Sep 13th, 2017, 04:04 PM

Home, Sweet Home

By Marly Phillips Nicol
Image Credit: Pixabay/Falkenpost
International students describe their idea of belonging and home.

Home is where the heart is... Everyone knows this prototypical phrase or one that makes a similar point, but does this sentiment actually carry any weight? Will this concept of "home" keep a roof over your head? Does it come with hot water and electricity? At the end of the day is home where the heart is? 

As the world inevitably moves towards a trend of globalization and as transportation becomes more available to more people, traveling is becoming increasingly easy. There is now a tendency for young people to move away from their family home into a more adventurous realm. Whether this takes them on a journey traveling around the world, placing them in Thailand for one year and then Australia for another, or whether this is simply a move from the farm to the city, a person's childhood home rarely remains their home for their entire life.

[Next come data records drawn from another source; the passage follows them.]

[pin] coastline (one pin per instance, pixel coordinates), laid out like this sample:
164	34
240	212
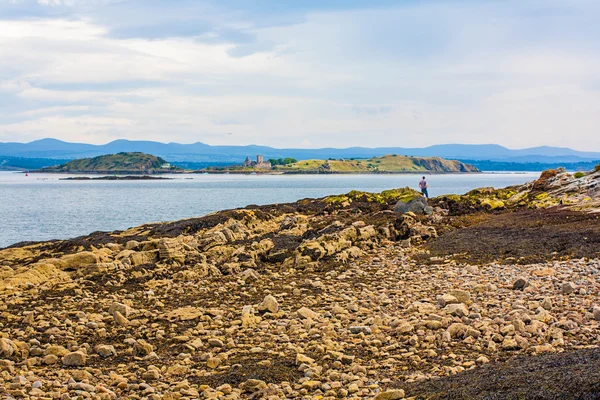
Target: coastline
248	300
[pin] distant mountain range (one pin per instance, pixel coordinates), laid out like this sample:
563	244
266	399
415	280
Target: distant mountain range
203	153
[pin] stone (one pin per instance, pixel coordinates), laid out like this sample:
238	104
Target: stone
446	299
141	348
253	385
360	329
546	303
120	319
123	309
417	205
214	342
7	348
74	359
213	362
269	304
568	287
596	313
520	284
105	351
390	395
457	310
307	313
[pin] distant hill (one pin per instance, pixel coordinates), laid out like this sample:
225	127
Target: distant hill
203	153
8	163
386	164
120	163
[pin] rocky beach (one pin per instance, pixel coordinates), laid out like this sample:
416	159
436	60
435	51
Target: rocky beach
492	294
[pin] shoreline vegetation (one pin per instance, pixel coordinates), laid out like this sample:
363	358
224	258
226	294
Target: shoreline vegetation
115	178
362	295
146	164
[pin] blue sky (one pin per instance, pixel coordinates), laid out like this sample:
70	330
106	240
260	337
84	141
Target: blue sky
302	73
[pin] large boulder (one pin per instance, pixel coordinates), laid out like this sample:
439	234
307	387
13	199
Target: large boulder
418	205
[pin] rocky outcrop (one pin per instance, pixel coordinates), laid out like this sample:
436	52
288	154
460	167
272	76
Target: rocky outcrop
328	298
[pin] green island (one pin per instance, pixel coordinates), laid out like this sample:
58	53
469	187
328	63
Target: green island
120	163
377	165
454	297
136	163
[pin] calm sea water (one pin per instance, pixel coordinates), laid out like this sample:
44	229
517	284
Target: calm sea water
42	207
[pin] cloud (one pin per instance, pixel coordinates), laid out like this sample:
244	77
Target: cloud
306	74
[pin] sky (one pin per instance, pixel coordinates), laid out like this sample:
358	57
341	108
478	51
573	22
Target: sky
309	73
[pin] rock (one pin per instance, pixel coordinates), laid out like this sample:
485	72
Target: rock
141	348
269	304
124	309
520	284
213	362
390	395
360	329
7	348
547	303
457	310
302	359
74	359
446	299
568	287
215	342
307	313
253	385
120	319
418	205
596	313
461	295
105	351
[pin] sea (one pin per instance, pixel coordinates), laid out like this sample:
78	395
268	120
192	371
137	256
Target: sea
41	207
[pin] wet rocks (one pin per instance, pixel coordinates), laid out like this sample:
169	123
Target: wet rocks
568	287
418	205
269	304
520	284
74	359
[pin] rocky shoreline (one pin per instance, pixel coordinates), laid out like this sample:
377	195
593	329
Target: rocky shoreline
340	297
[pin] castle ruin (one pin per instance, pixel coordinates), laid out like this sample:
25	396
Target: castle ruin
260	163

Now although the Oxford Dictionary has many definitions of the word home, the most applicable in this case is the very first definition: "The place where one lives permanently, especially as a member of a family or household." However, this definition seems fairly limiting when you begin to consider how people live in the modern era. For instance, one person may view home more as a state of mind, another may view it as a strait of land, and yet another a singular memory.

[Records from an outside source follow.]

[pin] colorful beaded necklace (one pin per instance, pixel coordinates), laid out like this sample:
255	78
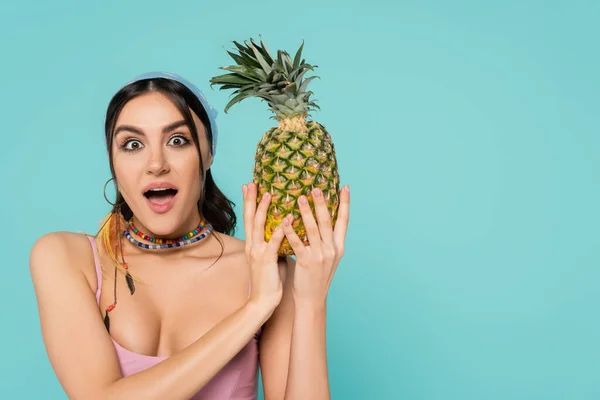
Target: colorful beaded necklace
167	241
168	245
192	237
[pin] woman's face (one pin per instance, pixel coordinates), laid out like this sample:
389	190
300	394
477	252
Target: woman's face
157	164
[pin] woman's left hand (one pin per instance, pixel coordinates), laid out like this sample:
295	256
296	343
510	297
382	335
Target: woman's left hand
317	262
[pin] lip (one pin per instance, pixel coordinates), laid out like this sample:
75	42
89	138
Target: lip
159	184
161	208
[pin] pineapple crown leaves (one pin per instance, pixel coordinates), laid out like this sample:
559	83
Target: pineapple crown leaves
279	81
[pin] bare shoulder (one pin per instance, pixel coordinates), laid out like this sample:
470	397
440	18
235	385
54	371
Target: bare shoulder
231	244
60	252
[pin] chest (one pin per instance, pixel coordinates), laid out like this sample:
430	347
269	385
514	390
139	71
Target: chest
174	302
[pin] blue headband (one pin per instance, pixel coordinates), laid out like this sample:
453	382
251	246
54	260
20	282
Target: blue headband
210	111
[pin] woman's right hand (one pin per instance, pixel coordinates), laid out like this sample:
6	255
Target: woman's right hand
262	256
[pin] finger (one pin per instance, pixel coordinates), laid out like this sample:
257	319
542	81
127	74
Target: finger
295	242
249	209
341	223
312	230
323	218
258	235
275	241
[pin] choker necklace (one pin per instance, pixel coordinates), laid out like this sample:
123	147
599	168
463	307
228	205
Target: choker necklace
168	245
167	241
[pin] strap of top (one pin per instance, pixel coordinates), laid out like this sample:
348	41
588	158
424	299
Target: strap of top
98	268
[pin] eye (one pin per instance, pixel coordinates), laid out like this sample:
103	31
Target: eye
178	140
132	145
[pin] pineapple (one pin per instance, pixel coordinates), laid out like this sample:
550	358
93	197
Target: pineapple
298	154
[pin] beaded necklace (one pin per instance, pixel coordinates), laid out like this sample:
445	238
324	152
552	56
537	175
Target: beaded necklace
190	238
167	241
168	245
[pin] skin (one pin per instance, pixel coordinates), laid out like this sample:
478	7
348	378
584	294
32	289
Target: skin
287	296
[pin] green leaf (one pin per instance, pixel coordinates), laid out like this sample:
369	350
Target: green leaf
263	50
298	55
306	82
231	79
242	71
266	67
235	100
238	59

In an attempt to get a more rounded conclusion as to what the definition of home could be, I decided to interview a few students from the American University of Paris as to how they see their home


Image Credit: Wikimedia/Chris Vlachos

Although many students at AUP seem to be modern nomads, there does seem to be a running theme between some of the students I talked to while writing this article. For Indie Jansons, a sophomore at AUP, home is complicated. She has moved over ten times and lived in four different countries. However, she was eventually able to distill it down to, "where my parents were born which is Seattle because they were both born and raised there. So even though I’ve never actually lived there that’s where we go to see family. It’s the one place I’ve always returned to, everywhere else I live there and never go back." Similarly, another student named Marina Borges claimed, "Home, ultimately, will become the one person that I love. But today it’s my friends."

Friends, family, loved ones… The trend continues. When I originally approached Ali Beau Nielsen, he shifted the conversation when I asked him to define home, he stated: "Home, to me, is a mindset." Implying that there were no real ties to either a place or the people that inhabit it, but more a frame of mind that allows someone to feel at home wherever they are in the world and whoever they are with. However, as he explored the definition more throughout our interview it became clear that his perception of home was closely linked to his family. He stated, "My mother always quoted her father by saying that 'it’s the people that make a place.' So, wherever my closest friends and family are, that's where I consider home."

"It’s the one place I’ve always returned to, everywhere else I live there and never go back."

The one outlier that I came across was a sophomore student named Joachim Fernandez who claimed that his family was too spread apart for one place or one gathering of people to be considered home. Joachim has lived in more than three countries and in over ten houses, and although many of the places that he once lived he once considered home, they are no more. In his perspective, there is a more fluid view of home. He stated, "I consider home to be wherever I have made myself comfortable…  Where I decide to make my living and enjoy doing so at any given moment." No ties and no singular place, purely internal.

It's hard for human beings, as social creatures, to separate two things like home and loved ones. Everything around us seems to change so rapidly that the only thing we seem to be able to rely on is family or friends.  Although the idioms seem to be cheesy, it seems as though they hold some truth no matter where one comes from. There are those who disagree or are outliers, and they shouldn't worry. Home, at the end of the day, seems to be wherever or whatever you decide to make it.